The lower parameter of the module is the low-level network interface, an unreliable, duplicating message sevice. Parameters req and shard are data types for message contents, seq_num is a type of packet sequence numbers and id is a type of process id’s.

The service has specific calls and call-backs for the three types of messages in the protocol: request, reply and delegate. The send actions return a Boolean ok to indicate the message was successfully enqueued. This allows for the possibility that the message queues are bounded.

There are three corresponding relations in the abstract state: requested, replied and delegated. Each indicates that a message of a given type is in transit to a certain destination. The type req is used for both request and reply messages, while the delegate message contains a shard.

The service specification has three parts relating to the three types of messages. Here is the specification for request messages:

    object spec = {

        after init {
            requested(D,R) := false
        }

        before send_request {
            assert ~requested(dst,rq)
        }

        after send_request {
            if ok {
                requested(dst,rq) := true
            }
        }

        before recv_request {
            assert requested(dst,rq);
            requested(dst,rq) := false
        }
        ...

The specifications for reply and delegate messages are similar. The specification does not allow a meesage to be sent if it is already in transit. In other words, we cannot have two identical messages in the network. This might at first seem odd. That is, there is no reason we cannot have to outstanding request for the same data. Request operations are unique, however, because each contains a unique transaction id as a ghost field.

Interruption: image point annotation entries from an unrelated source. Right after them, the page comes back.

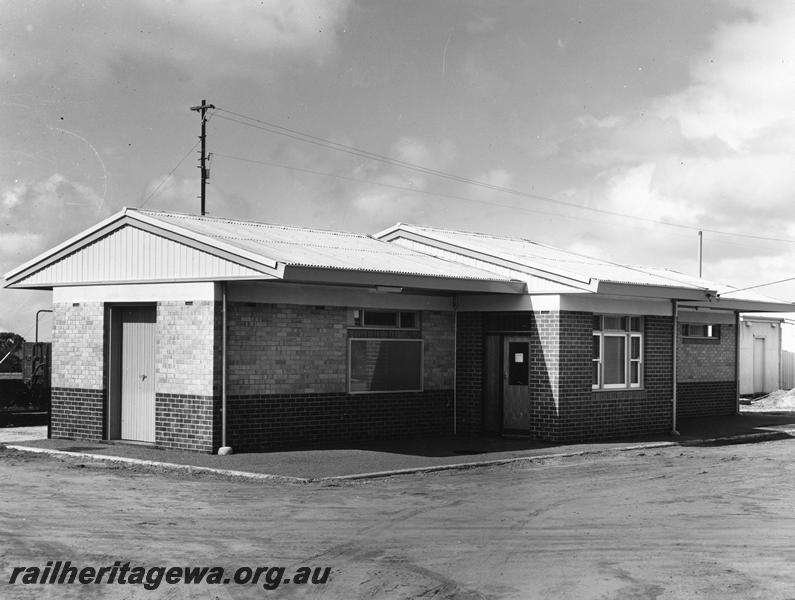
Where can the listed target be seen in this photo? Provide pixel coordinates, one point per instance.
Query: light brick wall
(78, 342)
(707, 360)
(286, 349)
(186, 344)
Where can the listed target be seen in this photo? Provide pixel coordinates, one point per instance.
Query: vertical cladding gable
(469, 373)
(78, 346)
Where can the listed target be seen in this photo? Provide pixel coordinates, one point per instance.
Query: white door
(138, 374)
(759, 365)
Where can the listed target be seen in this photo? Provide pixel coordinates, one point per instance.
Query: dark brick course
(262, 422)
(706, 399)
(77, 413)
(185, 422)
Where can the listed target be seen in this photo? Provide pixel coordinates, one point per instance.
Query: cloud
(35, 216)
(717, 153)
(90, 40)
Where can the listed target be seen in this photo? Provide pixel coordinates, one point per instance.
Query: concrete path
(12, 435)
(380, 459)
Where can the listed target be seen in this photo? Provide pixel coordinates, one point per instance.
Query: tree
(11, 342)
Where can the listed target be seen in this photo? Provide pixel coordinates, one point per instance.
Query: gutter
(455, 366)
(737, 361)
(224, 449)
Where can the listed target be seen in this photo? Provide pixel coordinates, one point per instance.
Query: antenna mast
(202, 110)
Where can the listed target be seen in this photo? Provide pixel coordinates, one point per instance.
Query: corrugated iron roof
(318, 248)
(556, 261)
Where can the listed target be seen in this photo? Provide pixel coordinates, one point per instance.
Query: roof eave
(413, 234)
(303, 274)
(749, 306)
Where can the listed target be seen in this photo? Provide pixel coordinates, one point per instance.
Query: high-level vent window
(617, 352)
(703, 332)
(386, 319)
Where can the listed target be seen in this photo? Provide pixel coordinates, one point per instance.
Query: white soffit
(129, 254)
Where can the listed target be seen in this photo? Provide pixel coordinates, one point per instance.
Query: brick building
(196, 333)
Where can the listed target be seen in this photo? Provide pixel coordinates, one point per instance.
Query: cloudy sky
(616, 128)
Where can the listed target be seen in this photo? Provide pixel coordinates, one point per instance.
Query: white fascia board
(321, 275)
(746, 306)
(278, 292)
(566, 277)
(655, 291)
(137, 292)
(64, 245)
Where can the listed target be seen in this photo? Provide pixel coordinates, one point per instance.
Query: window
(385, 365)
(617, 352)
(706, 332)
(386, 319)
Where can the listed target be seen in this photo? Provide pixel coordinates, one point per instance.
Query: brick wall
(187, 422)
(706, 399)
(469, 373)
(186, 347)
(261, 422)
(437, 332)
(544, 400)
(77, 413)
(78, 389)
(707, 360)
(706, 375)
(286, 349)
(78, 343)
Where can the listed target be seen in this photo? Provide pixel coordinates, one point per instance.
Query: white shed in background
(761, 355)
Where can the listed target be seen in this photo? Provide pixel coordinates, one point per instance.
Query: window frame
(628, 333)
(360, 319)
(708, 328)
(419, 341)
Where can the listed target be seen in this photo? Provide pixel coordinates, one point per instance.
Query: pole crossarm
(202, 110)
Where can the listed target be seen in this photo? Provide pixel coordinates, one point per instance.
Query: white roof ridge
(156, 213)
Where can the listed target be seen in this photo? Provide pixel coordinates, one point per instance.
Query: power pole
(700, 251)
(202, 110)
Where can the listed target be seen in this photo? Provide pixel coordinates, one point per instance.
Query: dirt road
(672, 523)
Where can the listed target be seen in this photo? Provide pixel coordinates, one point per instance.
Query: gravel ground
(696, 522)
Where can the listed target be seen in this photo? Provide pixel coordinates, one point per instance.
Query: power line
(182, 160)
(396, 187)
(330, 144)
(753, 287)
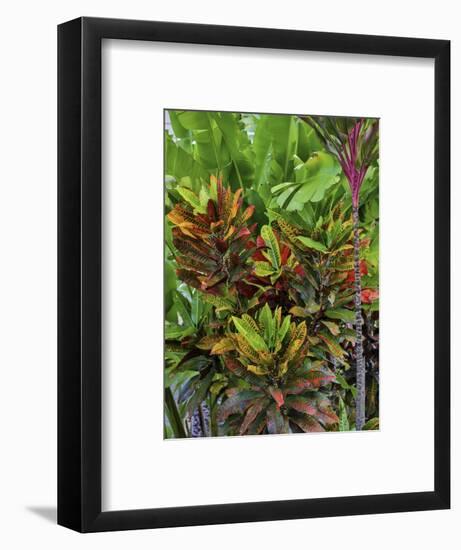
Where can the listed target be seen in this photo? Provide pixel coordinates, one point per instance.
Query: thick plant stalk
(359, 356)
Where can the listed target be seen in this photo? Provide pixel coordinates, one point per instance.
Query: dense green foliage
(259, 278)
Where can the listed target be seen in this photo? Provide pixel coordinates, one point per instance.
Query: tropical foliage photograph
(271, 274)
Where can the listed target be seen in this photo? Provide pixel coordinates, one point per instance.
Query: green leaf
(172, 413)
(271, 241)
(192, 199)
(263, 269)
(310, 243)
(346, 315)
(315, 177)
(343, 420)
(372, 424)
(247, 331)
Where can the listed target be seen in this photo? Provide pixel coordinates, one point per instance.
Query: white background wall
(28, 272)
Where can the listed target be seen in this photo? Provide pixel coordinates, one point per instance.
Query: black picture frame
(79, 274)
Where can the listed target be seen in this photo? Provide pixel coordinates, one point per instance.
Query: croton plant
(265, 238)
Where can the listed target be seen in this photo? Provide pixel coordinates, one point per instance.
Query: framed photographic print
(253, 274)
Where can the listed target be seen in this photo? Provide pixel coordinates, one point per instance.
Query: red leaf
(369, 295)
(278, 396)
(285, 254)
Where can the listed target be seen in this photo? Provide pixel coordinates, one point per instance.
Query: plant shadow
(48, 513)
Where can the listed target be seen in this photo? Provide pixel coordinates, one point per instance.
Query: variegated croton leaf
(281, 394)
(211, 240)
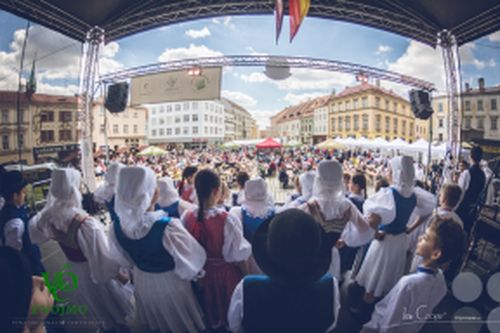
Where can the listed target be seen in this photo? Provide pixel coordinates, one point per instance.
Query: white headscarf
(306, 181)
(403, 175)
(107, 190)
(257, 201)
(135, 190)
(329, 188)
(64, 200)
(168, 194)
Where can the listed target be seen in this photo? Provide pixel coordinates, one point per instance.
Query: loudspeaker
(421, 104)
(116, 100)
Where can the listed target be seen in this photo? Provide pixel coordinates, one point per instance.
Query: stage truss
(276, 61)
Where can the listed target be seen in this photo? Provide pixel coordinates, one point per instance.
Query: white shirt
(409, 304)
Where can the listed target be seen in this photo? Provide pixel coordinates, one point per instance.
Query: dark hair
(360, 180)
(452, 194)
(205, 182)
(242, 178)
(451, 239)
(476, 153)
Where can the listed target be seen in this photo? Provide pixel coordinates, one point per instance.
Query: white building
(192, 123)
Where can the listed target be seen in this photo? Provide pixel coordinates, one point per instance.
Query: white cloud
(383, 49)
(193, 51)
(494, 37)
(240, 98)
(198, 33)
(226, 21)
(294, 99)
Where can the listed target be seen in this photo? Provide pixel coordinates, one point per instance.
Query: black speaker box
(116, 100)
(421, 104)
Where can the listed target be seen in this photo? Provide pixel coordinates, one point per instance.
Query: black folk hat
(12, 182)
(292, 247)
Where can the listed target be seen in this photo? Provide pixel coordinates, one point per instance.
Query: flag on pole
(278, 13)
(298, 10)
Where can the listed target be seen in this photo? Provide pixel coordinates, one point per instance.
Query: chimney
(481, 83)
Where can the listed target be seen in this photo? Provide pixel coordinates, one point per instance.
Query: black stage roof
(421, 20)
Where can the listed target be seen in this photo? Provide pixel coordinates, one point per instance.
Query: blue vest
(404, 208)
(111, 209)
(148, 253)
(250, 224)
(172, 210)
(274, 307)
(32, 252)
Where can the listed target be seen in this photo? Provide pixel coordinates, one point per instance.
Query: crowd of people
(185, 253)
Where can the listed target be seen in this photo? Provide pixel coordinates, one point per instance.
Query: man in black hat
(296, 294)
(14, 219)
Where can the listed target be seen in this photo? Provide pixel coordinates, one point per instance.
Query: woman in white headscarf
(169, 200)
(391, 209)
(164, 255)
(105, 194)
(339, 217)
(257, 207)
(86, 247)
(306, 185)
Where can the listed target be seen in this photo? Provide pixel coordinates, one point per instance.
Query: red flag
(278, 11)
(298, 10)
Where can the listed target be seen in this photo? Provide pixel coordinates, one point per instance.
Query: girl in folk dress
(186, 188)
(164, 255)
(222, 237)
(86, 247)
(392, 207)
(169, 200)
(339, 217)
(105, 194)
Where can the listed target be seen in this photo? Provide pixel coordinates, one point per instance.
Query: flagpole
(18, 103)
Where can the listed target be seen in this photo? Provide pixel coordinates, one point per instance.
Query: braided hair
(205, 182)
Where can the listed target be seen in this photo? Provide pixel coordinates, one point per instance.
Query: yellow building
(370, 111)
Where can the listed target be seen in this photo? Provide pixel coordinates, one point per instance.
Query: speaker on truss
(117, 97)
(421, 104)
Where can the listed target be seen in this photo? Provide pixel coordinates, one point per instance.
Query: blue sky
(319, 38)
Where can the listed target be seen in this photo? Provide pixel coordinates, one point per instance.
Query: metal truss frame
(88, 75)
(262, 60)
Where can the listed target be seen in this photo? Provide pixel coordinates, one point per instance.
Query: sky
(58, 57)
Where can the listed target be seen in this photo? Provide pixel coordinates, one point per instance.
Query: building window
(65, 135)
(480, 123)
(467, 106)
(440, 107)
(47, 136)
(5, 141)
(5, 116)
(493, 123)
(467, 122)
(356, 122)
(65, 116)
(47, 116)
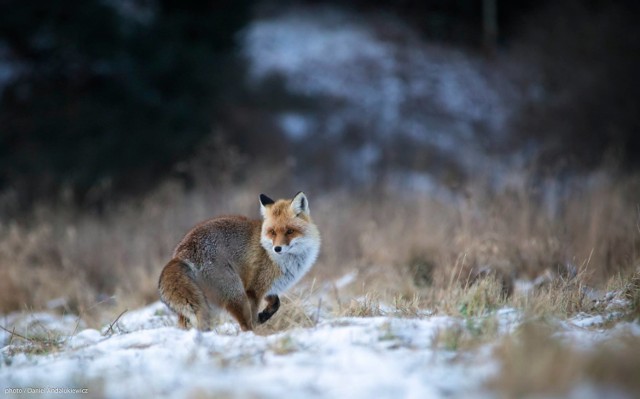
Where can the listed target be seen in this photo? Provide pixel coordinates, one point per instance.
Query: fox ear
(300, 204)
(264, 201)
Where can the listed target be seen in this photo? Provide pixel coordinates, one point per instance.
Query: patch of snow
(382, 357)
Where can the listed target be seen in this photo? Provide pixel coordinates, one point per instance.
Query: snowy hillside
(377, 76)
(144, 355)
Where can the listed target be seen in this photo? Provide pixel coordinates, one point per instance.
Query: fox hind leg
(273, 304)
(179, 291)
(240, 308)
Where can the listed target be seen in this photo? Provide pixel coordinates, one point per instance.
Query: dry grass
(533, 361)
(408, 249)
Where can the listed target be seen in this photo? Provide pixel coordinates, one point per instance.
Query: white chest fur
(294, 265)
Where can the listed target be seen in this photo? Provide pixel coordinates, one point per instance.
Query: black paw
(264, 316)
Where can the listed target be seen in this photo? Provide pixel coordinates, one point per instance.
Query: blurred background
(506, 130)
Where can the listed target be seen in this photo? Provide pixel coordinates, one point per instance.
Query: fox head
(287, 227)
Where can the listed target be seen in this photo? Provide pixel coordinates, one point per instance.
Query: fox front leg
(273, 304)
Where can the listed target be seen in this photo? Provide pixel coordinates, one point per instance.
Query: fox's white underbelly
(293, 266)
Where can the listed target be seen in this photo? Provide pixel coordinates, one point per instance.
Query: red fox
(234, 262)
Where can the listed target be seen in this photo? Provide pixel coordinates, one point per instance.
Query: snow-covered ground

Notice that send_request only records a request in transit if the return value ok is true. A request can only be received if it is in transit, and when it is received is removed from the set of requests in transit.

The specifications of the reply and delegation actions are similar, except for the data types.

Implementation

To implement the transport service, we need a concrete data type for messages. We’ll us a tagged union with four tags:

    type mtype = {request_t, reply_t, delegate_t, ack_t}

The first three are for our three types of protocol messages and the last, ack_t is for acknowledgment packets. Here is the struct that holds the messages:

object net_msg = {
    type t = struct {
        mty : mtype,
        src : id,
        num : seq_num.t,
        rq : req,
        sh : shard
    }
}

In has a tag mty, a source id, a sequence number and two payload fields: a req and a shard. This is a little bit wasteful of network bandwidth, since only one of these two fields is actually used. When Ivy has built-in support for tagged union types, this waste can be eliminated. Since we are using a concrete datatype for the messages, the IVy compiler can generate serializers and deserializers for messages. We don’t have to write them from scratch.

Now let’s look at the code. We will describe the implementation in the parameterized style, with one object for each process id. We’ll call this object the host. Each host has set of outgoing message queues, one per destination host, and each queue has its own timer for re-transmission:

object impl(me:id) = {

    instance mq(D:id) : message_queue(net_msg,seq_num)
    instance timer(D:id) : timeout_sec

In addition, for each destination, we record send_seq, the next sequence number to use, and for each message source we record recv_seq the next sequence number to receive. Initially, both are zero:

    individual send_seq(S:id) : seq_num.t
    individual recv_seq(S:id) : seq_num.t

    init recv_seq(S) = 0 & send_seq(S) = 0

Sending

Here is the code that sends requests:

    implement send_request(dst:id,rq:req) {
        local msg : net_msg.t, seq : seq_num.t {
            net_msg.mty(msg) := request_t;
            net_msg.src(msg) := me;
            net_msg.rq(msg) := rq;
            net_msg.num(msg) := send_seq(dst);
            send_seq(dst) := seq_num.next(send_seq(dst));
            ok := mq(dst).enqueue(msg);
            if ok {
                call lower.send(me,dst,msg)
            }
        }
    }

It starts by constructing packet msg by filling in the fields. The sequence number of the packet is send_seq for the specified destination. Then send_seq is incremented and we call the message queue mq(dst) to enqueue the message. Finally, if the message was successfully enqueued, we call into the low-level network interface to actually send the message. Notice that the source parameter is me, the id of the host.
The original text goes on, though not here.